De acordo com o setor de licitações, a ASP alega que é imune, por tratar-se de entidade sem fins lucrativos. "Porém, conforme diligências realizadas junto à Diretoria de Tributos Mobiliários, a entidade não é imune perante a esta Fazenda Municipal, o que não lhe confere a possibilidade de não prever em sua planilha de custos a alíquota referente ao ISS", consta na justificativa da desclassificação.
Segundo Dias, a segunda colocada na licitação, a empresa Refeivel Comércio de Refeições, será convocada para administrar o Restaurante Popular de Londrina.
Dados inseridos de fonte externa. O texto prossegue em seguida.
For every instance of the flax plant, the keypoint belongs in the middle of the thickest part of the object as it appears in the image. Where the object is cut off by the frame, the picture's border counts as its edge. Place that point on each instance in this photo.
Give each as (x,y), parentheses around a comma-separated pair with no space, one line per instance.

A empresa de Cascavel apresentou a proposta de R$ 1,477 milhão para produzir e servir mil refeições por dia.
Após o revés, o secretário foi cauteloso sobre um novo prazo para reabertura do restaurante, que fica ao lado do Terminal Central, com refeições a R$ 1,50 por usuário. "Agora, fica difícil estipular um prazo para o retorno do atendimento. A nossa meta era assinar o contrato nesta semana com previsão de reabertura para o dia 20", respondeu.
O Restaurante Popular está fechado desde 24 de junho, quando o contrato com a ASP foi encerrado e a prefeitura decidiu não renovar, alegando irregularidades na documentação por causa de um problema no número do CNPJ e na certidão.